James queria opinar, dizer que aguentaria, mas tinha que ser consciente e responsável consigo naquela hora e admitir não estar disposto, pois insistir naquele segundo ritual de ligação poderia lhe causar mais danos do que curar e resolver sua situação. Se era só isso mesmo que o aflingia.
— Eles têm razão. — Concordou James — Eu não irei aguentar esse ritual nas condições em que me encontro agora. Eu estava cem por cento fisicamente daquela vez e mesmo assim sofri muito. Me perdoem.
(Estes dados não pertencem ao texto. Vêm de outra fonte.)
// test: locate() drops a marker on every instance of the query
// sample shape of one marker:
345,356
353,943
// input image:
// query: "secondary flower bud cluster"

O deus do amor, que tinha uma expressão aborrecida pelo argumento de seus companheiros de busca, amoleceu com a confissão de James, e descruzou os braços e apoiou as mãos na cintura, pensando em alguma outra solução.
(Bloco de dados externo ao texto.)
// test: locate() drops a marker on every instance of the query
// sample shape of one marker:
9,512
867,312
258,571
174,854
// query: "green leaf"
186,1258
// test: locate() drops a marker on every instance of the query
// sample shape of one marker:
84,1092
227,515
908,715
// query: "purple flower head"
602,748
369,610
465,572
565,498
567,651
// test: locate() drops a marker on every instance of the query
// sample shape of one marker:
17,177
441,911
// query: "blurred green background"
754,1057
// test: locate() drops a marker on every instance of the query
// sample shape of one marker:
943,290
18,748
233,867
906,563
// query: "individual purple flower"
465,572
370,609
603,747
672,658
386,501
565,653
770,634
— Tudo bem. Que passemos mais noites aqui para nos recompormos. Que tal mais três dias? E depois disso quando o sol da última estadia aqui começar a aparecer, saímos para nossa busca novamente. — disse, se dando por vencido.
— Shifu vai melhorar muito, muito. Você ter que ficar aqui então, Kýrios. Alguém pra cuidar, outros descansar, trocar de pessoas em tempo de tempo, pra proteger ele. — Sugeriu Li-Hua, seu semblante parecia a de um menino prestes a aprontar algo.
— Boa, garota! — comemorou Panoptes, adorando a ideia — Então nessa noite, Kýrios é quem vai cuidar primeiro, depois eu, Li-Hua, e por último Tânatos. Pronto, turnos acertados, tudo feito.
— Mas eu ainda não concorde…
Kýrios ia protestar, mas o outro deus lhe interrompeu.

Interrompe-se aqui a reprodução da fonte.